Рандульф принялся было ее утешать, но услышал, как кто-то быстро вошел в комнату из кухни. Он обернулся и увидел Констансе. Она посмотрела ему прямо в глаза, но без всякого кокетства и смущения; она казалась единственным человеком в доме, который не потерял головы, знал, что следует делать, — такой во всяком случае у нее был вид.
— Что вам угодно, господин Рандульф? — спросила она спокойно, словно обслуживая посетителя в клубе.
— Я хотел заверить вашу мать, что поскольку именно я втянул ее в эту историю, то, само собой разумеется, я готов возместить убытки, насколько это будет в моих силах.
— Благодарю, но я надеюсь, что мать найдет помощь в другом месте, — ответила Констансе.
Мадам Бломгрен растерянно взглянула на Рандульфа и вздрогнула. Потом сказала:
— Она хочет, чтобы я пошла к пастору Крусе.
Томас Рандульф слегка пожал плечами.
— Поступайте так, как считаете нужным, мадам Бломгрен! Я только хочу, чтобы вы знали, что я со своей стороны…
— Спасибо, господин Рандульф! Я уже начала было в вас сомневаться, но ведь вы всегда были честным человеком.
Констансе перебила мать. И Рандульфу почудилось, что она сделала какое-то едва заметное движение — словно указала ему на дверь.

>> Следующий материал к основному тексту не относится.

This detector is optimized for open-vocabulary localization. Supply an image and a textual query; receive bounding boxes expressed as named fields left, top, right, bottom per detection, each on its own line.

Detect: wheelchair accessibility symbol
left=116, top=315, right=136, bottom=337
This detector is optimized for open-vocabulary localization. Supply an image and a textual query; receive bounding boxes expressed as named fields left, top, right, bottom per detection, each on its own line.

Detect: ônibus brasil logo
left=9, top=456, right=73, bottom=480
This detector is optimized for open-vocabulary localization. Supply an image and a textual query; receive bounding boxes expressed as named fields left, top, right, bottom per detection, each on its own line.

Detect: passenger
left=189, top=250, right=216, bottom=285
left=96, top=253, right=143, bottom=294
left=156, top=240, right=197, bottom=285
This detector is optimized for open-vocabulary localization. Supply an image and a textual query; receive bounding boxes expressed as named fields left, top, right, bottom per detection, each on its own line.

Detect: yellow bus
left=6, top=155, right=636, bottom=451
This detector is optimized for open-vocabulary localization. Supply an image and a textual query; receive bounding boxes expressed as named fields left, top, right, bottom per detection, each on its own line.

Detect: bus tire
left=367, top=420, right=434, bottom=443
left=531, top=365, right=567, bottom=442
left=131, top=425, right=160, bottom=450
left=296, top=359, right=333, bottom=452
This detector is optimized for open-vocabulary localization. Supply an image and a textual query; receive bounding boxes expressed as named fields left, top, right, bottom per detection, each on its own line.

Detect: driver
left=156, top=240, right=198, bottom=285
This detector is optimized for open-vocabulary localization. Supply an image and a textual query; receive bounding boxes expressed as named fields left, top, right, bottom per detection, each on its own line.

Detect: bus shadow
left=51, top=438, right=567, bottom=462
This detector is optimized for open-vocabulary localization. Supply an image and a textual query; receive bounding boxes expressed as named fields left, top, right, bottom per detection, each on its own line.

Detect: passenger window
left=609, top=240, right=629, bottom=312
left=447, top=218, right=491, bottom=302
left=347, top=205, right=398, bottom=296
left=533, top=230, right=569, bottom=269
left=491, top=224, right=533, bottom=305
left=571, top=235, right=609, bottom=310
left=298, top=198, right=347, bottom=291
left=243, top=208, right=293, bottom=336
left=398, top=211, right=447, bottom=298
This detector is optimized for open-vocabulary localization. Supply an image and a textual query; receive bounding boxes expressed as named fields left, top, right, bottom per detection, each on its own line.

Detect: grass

— Мать должна сейчас думать об одном — о помощи, и искать ее там, где только и можно ее найти.
Рандульф поклонился и ушел — несчастный, уничтоженный.
А немного погодя вышла из дому и мадам Бломгрен.
Пока она тащилась до дома пастора, ее терзало предчувствие, что сейчас ей предстоит пытка такая же долгая, как список ее многочисленных мелких и больших грехов. Она знала, каким страшным может быть пастор. Достаточно посмотреть на Констансе — за три дня она стала неузнаваемой. Что же он тогда сделает со старой грешницей — хозяйкой клуба?
И тем не менее другого выхода не было. Правда, Рандульф предлагал свою помощь, да что толку, если даже он и уплатит ей какую-то сумму, — ведь убытки-то поистине необозримы. Здесь нужен человек, который действительно мог бы понять и разделить ее заботы, освободить ее от такого чудовищного избытка продуктов. По словам Констансе, это мог сделать только пастор. Поэтому мадам Бломгрен глубоко вздохнула, опускаясь на стул перед пастором Крусе.
«Сейчас он во славу господа начнет меня пытать».
Последние три дня Мортен Крусе работал как обычно — совершал церковную службу, произносил проповеди, принимал посетителей, вникал во все дела газеты и благотворительных заведений, повсюду рассылал своих кротов.
А теперь он сидел в своем кабинете и в задумчивости барабанил пальцами по столу. Недавно он читал про современные береговые укрепления. Точно так же, как комендант морской крепости может, сидя за своим столом, одним нажатием электрической кнопки взорвать мину под вражеским кораблем, находящимся далеко в море, он, Мортен, может уничтожать своих врагов, спокойно сидя в кабинете и барабаня пальцами по столу.
Эти размышления привели его в доброе расположение духа, и когда мадам Бломгрен опустилась на стул перед ним, он весело спросил:
— Ну, как дела, мадам Бломгрен?
— Плохо, господин пастор Крусе. Ах, как плохо!
— Должно быть, такое заведение, как ваше, отнимает немало сил?
Мадам Бломгрен, конечно, решила, что сейчас-то он и возьмет ее в оборот за продажу спиртных напитков и тому подобное.